Je suis arrivé à Aspen début octobre quand les trembles avaient déjà atteint leur apogée et que les derniers ors se détachaient des arbres dans la vallée de la Roaring Fork, tourbillonnant dans l’air froid qui sentait la résine de pin et la neige prochaine. Les remontées mécaniques n’ouvriraient que dans quelques semaines. Le public des festivals d’été était parti. La ville reposait dans son écrin de montagne avec une quiétude retenue qui semblait être sa version la plus vraie — avant la saison, avant la mise en scène de la richesse que les mois de station apportent, juste un petit bourg minier victorien à 2 400 mètres d’altitude faisant ce que font tous les villages de montagne en intersaison : exister honnêtement.

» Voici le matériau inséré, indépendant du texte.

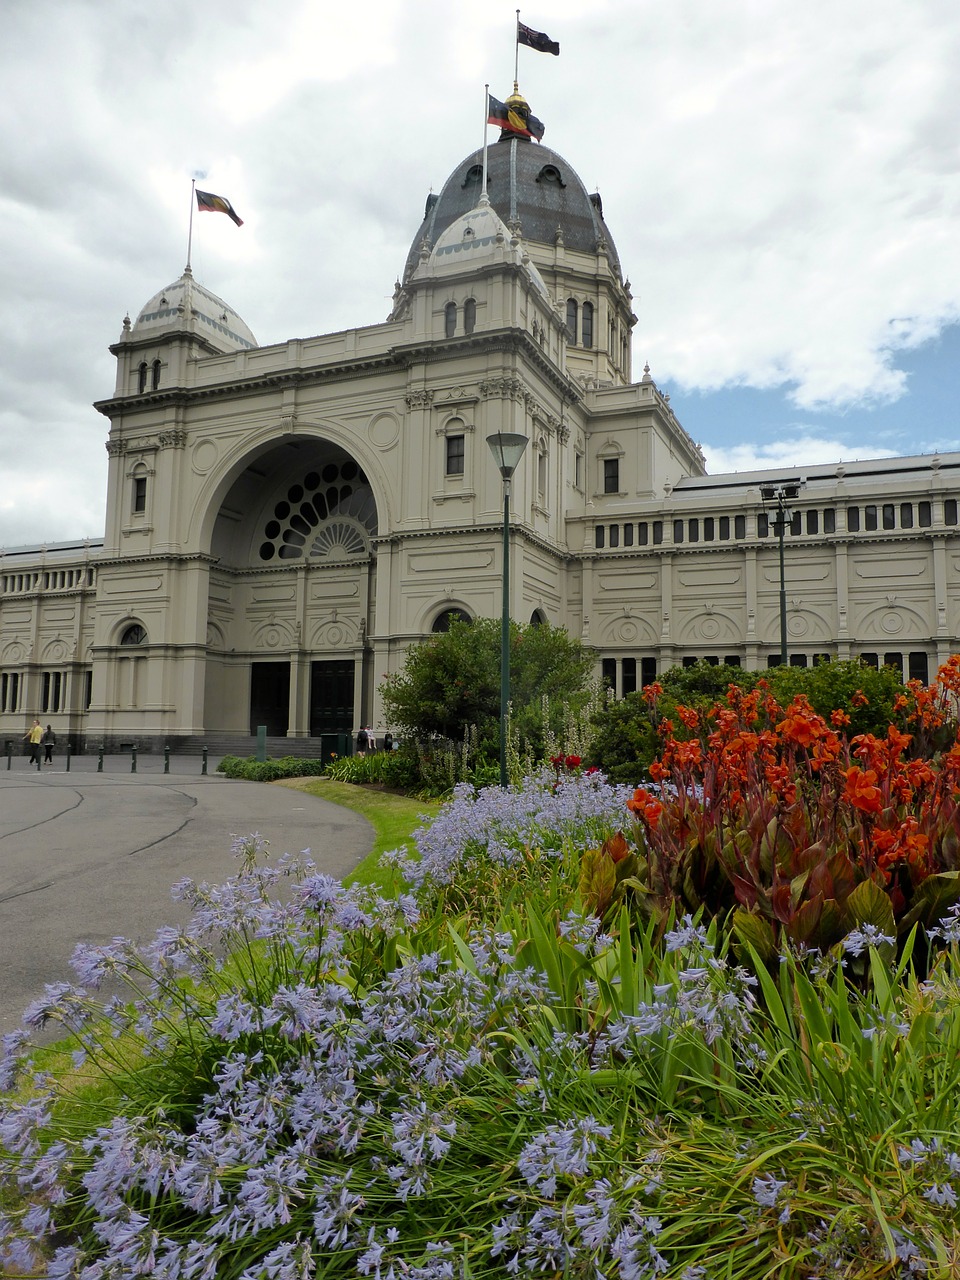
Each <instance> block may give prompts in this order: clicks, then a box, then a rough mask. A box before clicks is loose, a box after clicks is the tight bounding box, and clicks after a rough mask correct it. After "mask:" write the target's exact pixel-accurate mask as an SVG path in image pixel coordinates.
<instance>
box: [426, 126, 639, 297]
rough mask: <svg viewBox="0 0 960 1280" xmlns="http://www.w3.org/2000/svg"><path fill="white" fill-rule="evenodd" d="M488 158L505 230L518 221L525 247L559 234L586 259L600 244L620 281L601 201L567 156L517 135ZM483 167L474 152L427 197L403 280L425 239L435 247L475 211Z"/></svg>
mask: <svg viewBox="0 0 960 1280" xmlns="http://www.w3.org/2000/svg"><path fill="white" fill-rule="evenodd" d="M486 156H488V159H486V193H488V196H489V197H490V204H492V205H493V207H494V209H495V210H497V212H498V214H499V215H500V218H502V219H503V221H504V223H507V225H509V224H512V223H515V221H520V234H521V236H522V238H524V242H525V243H526V244H529V243H531V242H532V243H539V244H549V246H553V244H554V243H556V239H557V229H558V228H559V229H561V232H562V233H563V243H564V244H566V247H567V248H571V250H576V251H580V252H582V253H595V252H596V246H598V242H599V241H604V242H605V246H607V256H608V259H609V262H611V266H612V269H613V270H614V271H616V274H617V275H621V268H620V259H618V256H617V248H616V246H614V243H613V237H612V236H611V233H609V232H608V230H607V224H605V223H604V220H603V207H602V205H600V197H599V196H590V195H588V191H586V187H585V186H584V184H582V182H581V180H580V177H579V175H577V173H576V172H575V169H573V168H572V165H570V164H568V163H567V161H566V160H564V159H563V156H559V155H557V152H556V151H550V148H549V147H544V146H543V145H540V143H538V142H531V141H530V140H529V138H521V137H517V136H516V134H507V136H506V137H503V136H502V137H500V141H499V142H494V143H493V146H490V147H488V151H486ZM483 163H484V154H483V151H474V152H472V154H471V155H468V156H467V157H466V160H463V161H462V163H461V164H458V165H457V168H456V169H454V170H453V173H452V174H451V175H449V178H448V179H447V182H445V183H444V184H443V189H442V191H440V195H439V196H433V195H431V196H429V197H428V201H426V210H425V212H424V221H422V223H421V224H420V230H419V232H417V233H416V236H415V238H413V243H412V246H411V248H410V253H408V255H407V264H406V266H404V269H403V279H404V280H406V279H407V278H408V276H410V274H411V271H412V270H413V268H415V266H416V264H417V261H419V259H420V246H421V244H422V242H424V239H426V241H428V243H429V244H435V243H436V239H438V237H439V236H440V234H442V233H443V232H444V230H445V229H447V228H448V227H449V225H451V223H452V221H454V219H457V218H461V216H462V215H463V214H466V212H468V211H470V210H471V209H474V207H475V206H476V204H477V200H479V196H480V187H481V182H483Z"/></svg>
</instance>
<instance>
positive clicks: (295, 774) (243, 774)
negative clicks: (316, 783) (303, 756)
mask: <svg viewBox="0 0 960 1280" xmlns="http://www.w3.org/2000/svg"><path fill="white" fill-rule="evenodd" d="M325 768H326V767H325V765H324V762H323V760H320V759H305V758H302V756H297V755H284V756H280V759H279V760H274V759H270V758H268V759H266V760H257V759H256V758H255V756H252V755H248V756H247V758H246V759H242V758H241V756H238V755H224V758H223V759H221V760H220V763H219V764H218V767H216V772H218V773H225V774H227V777H228V778H242V780H244V781H246V782H275V781H276V780H278V778H315V777H319V776H320V774H321V773H324V772H325Z"/></svg>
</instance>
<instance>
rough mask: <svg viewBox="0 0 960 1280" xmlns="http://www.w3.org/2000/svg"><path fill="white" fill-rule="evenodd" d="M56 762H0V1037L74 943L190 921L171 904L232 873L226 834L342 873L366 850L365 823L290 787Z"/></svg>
mask: <svg viewBox="0 0 960 1280" xmlns="http://www.w3.org/2000/svg"><path fill="white" fill-rule="evenodd" d="M96 764H97V760H96V756H76V758H74V759H73V760H72V762H70V771H69V772H67V771H65V762H64V759H63V758H59V759H55V762H54V764H52V765H45V767H42V768H41V769H40V771H37V769H36V767H31V765H29V764H28V763H27V760H26V759H24V758H23V756H17V758H14V759H13V760H12V767H10V769H8V768H6V760H5V759H0V1032H6V1030H10V1029H12V1028H14V1027H17V1025H18V1023H19V1018H20V1014H22V1012H23V1009H24V1007H26V1006H27V1005H28V1004H29V1001H31V1000H33V998H35V997H36V996H38V995H41V993H42V989H44V983H47V982H60V980H69V979H72V978H73V970H72V969H70V968H69V957H70V955H72V952H73V948H74V946H76V945H77V942H78V941H84V942H105V941H109V940H110V938H113V937H116V936H118V934H122V936H123V937H131V938H134V940H138V941H146V940H147V938H150V937H152V934H154V933H155V931H156V929H157V928H159V927H160V925H161V924H173V923H182V922H183V920H184V919H186V918H187V911H186V909H184V908H182V906H180V905H179V904H175V902H173V901H172V899H170V886H172V884H173V883H174V882H175V881H178V879H180V878H182V877H184V876H192V877H193V878H196V879H206V881H211V882H219V881H223V879H225V878H227V877H228V876H232V874H233V873H234V872H236V869H237V863H236V859H234V858H233V855H232V854H230V842H232V840H233V836H234V835H248V833H250V832H253V831H259V832H260V833H261V835H262V836H264V837H265V838H266V840H268V841H269V842H270V852H271V854H273V855H275V856H279V855H280V854H284V852H298V851H300V850H302V849H310V851H311V854H312V856H314V859H315V861H316V863H317V865H319V867H320V869H321V870H324V872H328V873H329V874H332V876H346V874H348V873H349V872H351V870H352V869H353V868H355V867H356V865H357V863H358V861H360V860H361V858H364V856H365V854H366V852H369V850H370V847H371V845H372V842H374V835H372V831H371V828H370V826H369V823H367V822H366V820H365V819H364V818H360V817H358V815H357V814H353V813H351V812H348V810H346V809H340V808H338V806H337V805H333V804H330V803H329V801H325V800H320V799H317V797H315V796H311V795H307V794H305V792H301V791H293V790H288V788H287V787H276V786H266V785H264V783H260V782H236V781H230V780H228V778H224V777H223V776H221V774H218V773H215V772H214V771H215V765H216V762H215V759H212V758H211V759H210V762H209V769H210V772H209V774H207V776H201V762H200V758H198V756H182V758H179V759H178V758H174V759H173V760H172V764H170V769H172V772H170V773H169V774H164V773H163V758H161V756H141V759H140V760H138V762H137V773H136V774H133V773H131V772H129V768H131V762H129V756H106V758H105V762H104V772H102V773H97V772H96Z"/></svg>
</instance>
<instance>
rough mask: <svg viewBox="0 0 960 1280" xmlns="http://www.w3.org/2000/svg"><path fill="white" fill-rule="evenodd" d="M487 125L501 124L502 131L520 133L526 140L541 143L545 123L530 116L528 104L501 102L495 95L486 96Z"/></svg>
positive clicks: (511, 132) (515, 102)
mask: <svg viewBox="0 0 960 1280" xmlns="http://www.w3.org/2000/svg"><path fill="white" fill-rule="evenodd" d="M486 123H488V124H499V127H500V128H502V129H509V132H511V133H520V134H522V137H525V138H536V141H538V142H539V141H540V140H541V138H543V134H544V123H543V120H538V119H536V116H535V115H531V114H530V108H529V106H527V105H526V102H522V101H521V102H517V101H516V100H513V101H512V102H500V100H499V99H498V97H494V96H493V93H488V96H486Z"/></svg>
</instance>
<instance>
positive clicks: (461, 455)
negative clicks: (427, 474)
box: [447, 435, 466, 476]
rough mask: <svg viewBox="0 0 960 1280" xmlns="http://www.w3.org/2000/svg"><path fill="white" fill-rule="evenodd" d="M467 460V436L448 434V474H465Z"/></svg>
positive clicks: (461, 474) (456, 475)
mask: <svg viewBox="0 0 960 1280" xmlns="http://www.w3.org/2000/svg"><path fill="white" fill-rule="evenodd" d="M465 460H466V436H465V435H448V436H447V475H448V476H462V475H463V462H465Z"/></svg>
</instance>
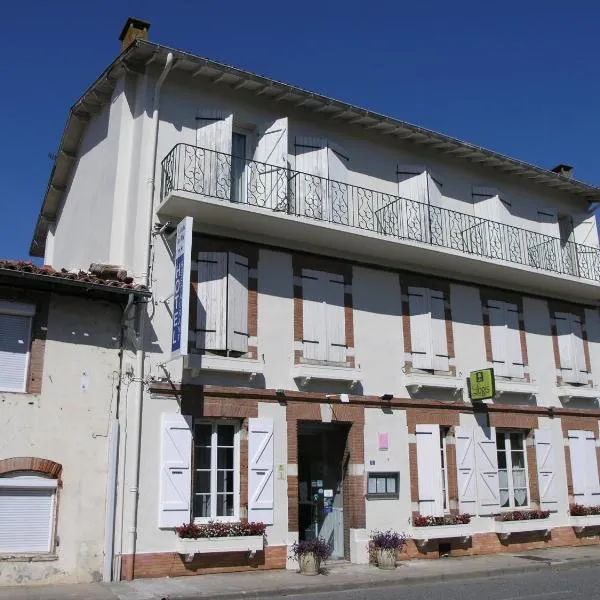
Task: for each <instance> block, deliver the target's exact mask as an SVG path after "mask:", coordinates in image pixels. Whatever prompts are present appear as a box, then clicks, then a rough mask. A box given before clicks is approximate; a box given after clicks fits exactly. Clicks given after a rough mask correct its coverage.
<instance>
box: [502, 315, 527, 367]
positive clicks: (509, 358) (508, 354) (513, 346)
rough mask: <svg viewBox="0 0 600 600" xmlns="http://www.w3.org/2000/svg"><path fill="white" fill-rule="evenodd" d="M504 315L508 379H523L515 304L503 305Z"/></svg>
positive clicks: (521, 361) (519, 336) (517, 322)
mask: <svg viewBox="0 0 600 600" xmlns="http://www.w3.org/2000/svg"><path fill="white" fill-rule="evenodd" d="M505 311H506V312H505V315H506V367H507V373H508V376H509V377H517V378H522V377H523V352H522V350H521V330H520V328H519V311H518V308H517V305H516V304H505Z"/></svg>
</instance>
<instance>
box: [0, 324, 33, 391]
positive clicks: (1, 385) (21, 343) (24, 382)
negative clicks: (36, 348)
mask: <svg viewBox="0 0 600 600" xmlns="http://www.w3.org/2000/svg"><path fill="white" fill-rule="evenodd" d="M30 336H31V317H29V316H25V315H18V314H4V313H0V365H2V368H1V369H0V391H7V392H24V391H26V383H27V368H28V363H29V346H30Z"/></svg>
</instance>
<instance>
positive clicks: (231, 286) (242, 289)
mask: <svg viewBox="0 0 600 600" xmlns="http://www.w3.org/2000/svg"><path fill="white" fill-rule="evenodd" d="M227 281H228V284H227V349H228V350H234V351H236V352H248V259H247V258H246V257H245V256H240V255H239V254H235V253H234V252H229V272H228V275H227Z"/></svg>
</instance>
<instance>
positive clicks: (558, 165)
mask: <svg viewBox="0 0 600 600" xmlns="http://www.w3.org/2000/svg"><path fill="white" fill-rule="evenodd" d="M552 172H553V173H558V174H559V175H562V176H563V177H568V178H569V179H571V177H573V167H572V166H571V165H563V164H560V165H556V167H554V169H552Z"/></svg>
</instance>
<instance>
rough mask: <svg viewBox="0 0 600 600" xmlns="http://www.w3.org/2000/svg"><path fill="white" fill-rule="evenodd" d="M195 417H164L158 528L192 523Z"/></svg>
mask: <svg viewBox="0 0 600 600" xmlns="http://www.w3.org/2000/svg"><path fill="white" fill-rule="evenodd" d="M191 461H192V417H190V416H187V415H181V414H179V413H163V414H162V416H161V447H160V476H159V490H160V491H159V503H158V526H159V527H160V528H163V529H170V528H174V527H177V526H178V525H182V524H183V523H187V522H188V521H189V520H190V508H191V495H192V464H191Z"/></svg>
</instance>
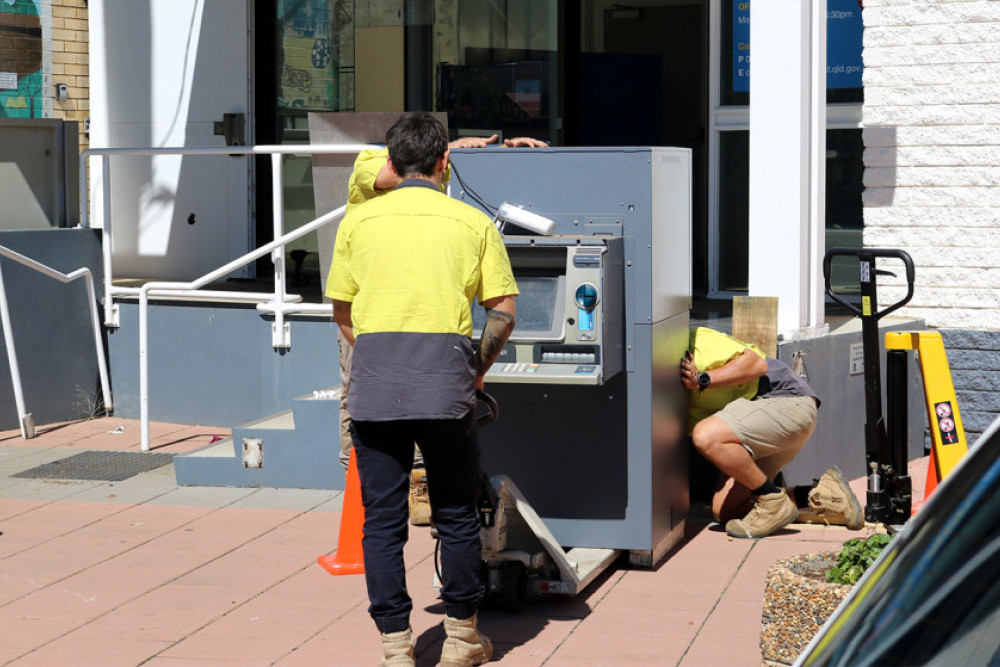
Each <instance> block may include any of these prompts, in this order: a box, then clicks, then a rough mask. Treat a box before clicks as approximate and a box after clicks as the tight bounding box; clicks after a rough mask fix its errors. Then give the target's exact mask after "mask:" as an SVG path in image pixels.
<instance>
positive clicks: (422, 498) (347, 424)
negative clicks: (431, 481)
mask: <svg viewBox="0 0 1000 667" xmlns="http://www.w3.org/2000/svg"><path fill="white" fill-rule="evenodd" d="M497 138H498V137H497V135H495V134H494V135H492V136H490V137H461V138H459V139H456V140H454V141H452V142H451V143H449V144H448V148H449V149H451V148H485V147H486V146H489V145H490V144H493V143H495V142H496V141H497ZM503 145H504V146H506V147H508V148H521V147H527V148H545V147H547V146H548V144H546V143H545V142H544V141H539V140H538V139H533V138H531V137H515V138H513V139H504V141H503ZM388 157H389V155H388V151H387V150H386V149H385V148H380V149H369V150H364V151H361V153H359V154H358V157H357V159H356V160H355V161H354V171H353V172H352V173H351V178H350V180H349V181H348V183H347V213H350V212H351V210H353V209H354V208H355V207H356V206H359V205H361V204H363V203H365V202H366V201H370V200H372V199H375V198H376V197H379V196H381V195H384V194H386V193H388V192H392V190H393V189H395V187H396V186H397V185H399V183H400V182H401V181H402V177H401V176H400V175H399V174H397V173H395V172H394V171H392V170H391V169H390V168H389V166H388ZM450 172H451V170H450V168H448V167H446V168H445V173H444V176H443V177H442V179H441V187H442V188H443V187H444V185H445V184H446V183H447V182H448V179H449V177H450V175H451V173H450ZM327 296H330V294H329V293H327ZM337 342H338V343H339V347H340V355H339V357H340V384H341V387H343V396H342V397H341V402H340V462H341V464H343V466H344V468H345V469H346V468H347V463H348V457H349V456H350V451H351V447H353V446H354V443H353V441H352V440H351V433H350V426H351V415H350V413H349V412H348V410H347V394H348V392H349V391H350V386H351V353H352V348H351V345H350V344H349V343H348V342H347V341H346V340H344V336H343V334H341V333H340V332H339V331H338V334H337ZM409 504H410V523H411V524H413V525H414V526H427V525H430V522H431V520H430V503H429V502H428V493H427V473H426V472H425V470H424V459H423V456H422V454H421V452H420V448H419V447H418V448H417V449H416V451H415V452H414V455H413V470H412V472H411V474H410V503H409Z"/></svg>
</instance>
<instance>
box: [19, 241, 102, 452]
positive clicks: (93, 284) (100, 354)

L’architecture du centre d’Aspen est vraiment belle d’une façon qui défie la réputation d’artifice de la ville. Les façades de brique le long des avenues Hyman et Hopkins datent du boom minier de l’argent des années 1880, et même avec les boutiques Gucci occupant les rez-de-chaussée, les ossatures d’une ville ouvrière au caractère brut restent visibles. J’ai bu un café sur un tabouret de comptoir et observé deux hommes en bottes de travail boueuses discuter de la chasse à l’élan avec l’intensité de gens qui planifient une campagne militaire. L’argent n’efface pas complètement ce qui était là avant.

Ce qu’Aspen fait qu’aucune autre ville de montagne du Colorado ne fait de la même façon, c’est offrir l’accès aux Maroon Bells. Les deux sommets de plus de 4 200 mètres reflétés dans Maroon Lake se trouvent à six kilomètres au bout d’une route en impasse, et constituent, sans aucune ironie, l’un des paysages de montagne les plus photographiés d’Amérique du Nord — et chaque déclenchement est mérité. J’ai pris la première navette quand la lumière était encore horizontale et froide, et j’ai eu peut-être vingt minutes avec le lac avant l’arrivée des premiers groupes de touristes. Ces vingt minutes valaient tout le détour. Les pics présentent une coloration bordeaux profonde due au carbonate de manganèse dans la roche, et à six heures du matin avec du givre sur l’herbe du rivage et le reflet parfaitement immobile, l’effet est opératique d’une façon que le mot « beau » n’atteint pas.
Le ski, quand la saison arrive, est parmi les meilleurs d’Amérique du Nord. Quatre montagnes — Aspen Mountain, Aspen Highlands, Buttermilk et Snowmass — couvrent des terrains allant des pentes sévères de Highland Bowl aux pistes bleues tranquilles de Buttermilk que les locaux appellent “Buttermilk” avec une affection particulière. Je suis revenu en février et j’ai passé deux jours sur Highlands, où le Bowl exige quarante minutes de marche au-dessus de la ligne du télésiège et le récompense par une vue sur les Elk Mountains qui donne l’impression d’être au sommet de quelque chose de vraiment important.

La nourriture à Aspen est, prévisiblement, excellente et chère. Mais il y a des angles morts autour du luxe. Ajax Tavern au pied de la télécabine propose un burger-frites après une matinée de ski qui a exactement le goût qu’il devrait avoir. Le marché fermier du samedi matin en été amène des producteurs de la vallée de la Roaring Fork avec des tomates, du maïs et des piments verts du Western Slope qui rappellent que le Colorado cultive des choses en plus d’y skier.
Quand y aller : Octobre pour les trembles et la tranquillité de l’intersaison, avant que les prix de station n’entrent en jeu. Février et mars pour le ski — mars offre généralement la meilleure combinaison de profondeur de neige et de longues journées lumineuses. Été de juin à août pour la randonnée et le Festival de Musique d’Aspen, qui remplit la ville de quelque chose de plus durable que la mode.